Radio Sunrise serves the West London Community of mixed races, Punjabi speakers and the midst of an English suburb. What could these two languages, Punjabi and English, have in common?

In fact, English and Punjabi, as well as other languages of Northern India like Hindi or Gudjurati are related. Something discovered by chance, two hundred years ago, by a multilingual English lawyer Sir William Jones.

 

 He was a judge, he went out to India in 1783, but he studied languages, oriental languages, before he went, and when he got to India he became very interested and learned Sanskrit, which is the language of ancient India which was first written about 500 A.D. and, then, he realised he made a great discovery in that Sanskrit resembles in some way has relationships with Greek and Latin and other languages and he gave a very famous discourse in which he said that this was sprung for some common source.

 

It’s surprising that no one spotted the resemblances earlier. Take the numbers again. For example, the Sanskrit, on the right, bears a strong resemblance to Latin and Greek, on the left; but while one, two and three are obvious, four and five need a closer look to spot the connection.

Linguists have discovered rules that govern how sounds and different languages are related. Look at the words for four: this is one of many examples where a word beginning with ‘q’ in Latin say is similar to a Greek word beginning with ‘t’, and a Sanskrit word beginning with ‘k’. These sound correspondences can overview how apparently unrelated languages are members of the same family.

 

The question is: How can you tell that the languages you’re looking at reflect the single original language and, therefore, form a family? The only way you can do that is by finding systematic similarities between these languages in every area of their grammar similarities and their sound similarities, in their inflections similarities, in the syntax of the language and so forth, and the similarities have to be very precise and they have to be interlocking for the assertion that these languages form a family or to be believable.
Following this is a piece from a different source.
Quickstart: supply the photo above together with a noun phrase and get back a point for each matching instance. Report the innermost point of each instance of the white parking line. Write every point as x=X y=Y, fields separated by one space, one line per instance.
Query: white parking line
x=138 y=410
You take a look at an English word like ‘tooth’ and see that in Hindi is ‘dant’ and that by itself that doesn’t mean very much; but you take a look at English ‘ten’ which shows up in Hindi as ‘das’ and you see the same pattern emerging, you’ve got an initial ‘t’ in English and an initial ‘d’ in Hindi. When you find that the word ‘two’, the numeral, in English shows up in Hindi as ‘do’ you’ve got once again an initial ‘t’ in English and an initial ‘d’ in Hindi, you begin to think that perhaps this is not an accident.

 

Linguists have now established that a whole range of languages, stretching from Iceland to India, form one family called Indo-European.

We can ever reconstruct an earlier ancestor of these languages, Proto-Indo-European.